A Brulé Lakota from Rosebud, Stranger Horse was born outside of Wood, South Dakota in 1890.[2] In 1911, he was taken to Pennsylvania to attend Carlisle Indian Industrial School.[3] There he received art lessons from Angel De Cora,[4] the accomplished Ho-Chunk painter, whose philosophy was that Native peoples could both maintain cultural pride and a place in mainstream society through art.

Stranger Horse joined the American Expeditionary Force and was stationed in Paris during World War I.[4] After the war, he stayed on in Paris to pursue his artistic studies.[4] He learned realistic oil painting techniques.[3]

Art career

Returning to South Dakota, Stranger Horse painted dramatic landscapes of his own homelands, sometimes with images of early Lakota people.[5] Native cowboys and ranch hands were also favorite subjects.[4] Besides working in oils, Stranger Horse also drew.[1]

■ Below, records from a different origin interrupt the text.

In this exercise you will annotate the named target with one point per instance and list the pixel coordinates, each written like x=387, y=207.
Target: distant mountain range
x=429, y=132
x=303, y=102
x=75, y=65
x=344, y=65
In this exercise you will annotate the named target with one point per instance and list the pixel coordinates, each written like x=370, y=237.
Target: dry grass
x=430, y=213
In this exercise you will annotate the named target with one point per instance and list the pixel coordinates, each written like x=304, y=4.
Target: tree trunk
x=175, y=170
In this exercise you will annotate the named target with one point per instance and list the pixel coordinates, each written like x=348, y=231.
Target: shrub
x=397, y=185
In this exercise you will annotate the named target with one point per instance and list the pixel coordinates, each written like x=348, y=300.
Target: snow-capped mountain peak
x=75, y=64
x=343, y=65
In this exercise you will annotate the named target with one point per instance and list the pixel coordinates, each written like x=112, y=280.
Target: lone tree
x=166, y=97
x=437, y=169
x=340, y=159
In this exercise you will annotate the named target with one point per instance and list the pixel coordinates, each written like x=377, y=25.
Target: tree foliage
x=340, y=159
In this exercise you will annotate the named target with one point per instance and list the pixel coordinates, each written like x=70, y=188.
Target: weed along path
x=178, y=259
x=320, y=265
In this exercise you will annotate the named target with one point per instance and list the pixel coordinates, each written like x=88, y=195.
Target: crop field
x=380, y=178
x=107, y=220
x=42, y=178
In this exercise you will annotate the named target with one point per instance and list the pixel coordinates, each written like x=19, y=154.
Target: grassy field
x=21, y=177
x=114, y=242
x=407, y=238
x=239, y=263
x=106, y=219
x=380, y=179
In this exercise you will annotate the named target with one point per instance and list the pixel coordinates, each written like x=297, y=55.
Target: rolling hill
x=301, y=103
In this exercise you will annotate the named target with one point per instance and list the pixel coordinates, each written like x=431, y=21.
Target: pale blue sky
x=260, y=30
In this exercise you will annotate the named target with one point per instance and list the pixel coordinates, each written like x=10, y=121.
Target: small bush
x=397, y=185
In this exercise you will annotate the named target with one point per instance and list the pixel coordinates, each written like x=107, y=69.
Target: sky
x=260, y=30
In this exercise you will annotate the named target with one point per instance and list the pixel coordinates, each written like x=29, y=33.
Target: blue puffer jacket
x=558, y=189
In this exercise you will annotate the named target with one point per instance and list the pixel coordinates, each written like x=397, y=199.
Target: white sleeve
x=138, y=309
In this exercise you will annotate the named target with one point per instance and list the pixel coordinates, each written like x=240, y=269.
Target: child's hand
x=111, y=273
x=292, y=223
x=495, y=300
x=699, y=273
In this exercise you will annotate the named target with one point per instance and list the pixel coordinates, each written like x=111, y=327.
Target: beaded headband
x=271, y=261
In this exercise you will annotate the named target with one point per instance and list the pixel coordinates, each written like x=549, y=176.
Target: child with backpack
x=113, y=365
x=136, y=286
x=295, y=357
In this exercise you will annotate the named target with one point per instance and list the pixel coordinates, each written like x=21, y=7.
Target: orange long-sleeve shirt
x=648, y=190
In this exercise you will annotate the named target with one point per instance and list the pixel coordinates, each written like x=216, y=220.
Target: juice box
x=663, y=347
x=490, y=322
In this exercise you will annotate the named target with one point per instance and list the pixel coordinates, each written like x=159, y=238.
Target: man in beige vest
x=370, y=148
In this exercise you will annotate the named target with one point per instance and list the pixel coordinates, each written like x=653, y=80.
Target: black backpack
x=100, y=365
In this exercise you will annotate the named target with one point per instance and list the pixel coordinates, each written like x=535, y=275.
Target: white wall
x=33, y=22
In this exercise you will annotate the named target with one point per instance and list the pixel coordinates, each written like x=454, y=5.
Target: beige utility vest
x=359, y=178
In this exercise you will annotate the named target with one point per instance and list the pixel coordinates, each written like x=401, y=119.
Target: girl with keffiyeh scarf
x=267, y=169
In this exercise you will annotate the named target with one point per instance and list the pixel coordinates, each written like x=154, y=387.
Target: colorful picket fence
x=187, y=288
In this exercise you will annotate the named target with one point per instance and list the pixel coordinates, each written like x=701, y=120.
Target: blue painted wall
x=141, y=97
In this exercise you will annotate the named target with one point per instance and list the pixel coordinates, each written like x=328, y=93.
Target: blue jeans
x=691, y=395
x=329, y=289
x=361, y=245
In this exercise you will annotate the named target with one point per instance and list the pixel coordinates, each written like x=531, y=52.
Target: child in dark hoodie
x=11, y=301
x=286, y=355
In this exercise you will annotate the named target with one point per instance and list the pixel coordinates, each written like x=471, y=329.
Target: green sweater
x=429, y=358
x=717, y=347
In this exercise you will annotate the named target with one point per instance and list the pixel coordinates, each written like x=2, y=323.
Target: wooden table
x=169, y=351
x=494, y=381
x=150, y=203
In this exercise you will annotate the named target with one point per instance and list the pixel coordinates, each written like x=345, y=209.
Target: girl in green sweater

He traveled throughout the United States, demonstrating his painting skills at fairs and rodeos. Stranger Horse would perform feats of dexterity, such as painting with both hands simultaneously or painting with the canvas upside-down.[6] He exhibited his work at the 1939 New York World's Fair and gave public painting demonstrations. His artist name was "Sundown."[3] His work was celebrated by both European-American audiences as well as Native audiences.[6]

Death and legacy

Stranger Horse died in 1941 at the Rosebud Reservation.[2] His work is in the collection of Red Cloud Heritage Center in Pine Ridge[7] and the Journey Museum in Rapid City, South Dakota.[2] "With all the progressive adventuresomeness inherent in the character of the western Sioux, Stranger Horse took the first bold step of any modern Sioux artists to intentionally and completely master what was still the foreign art forms of the white man."[6]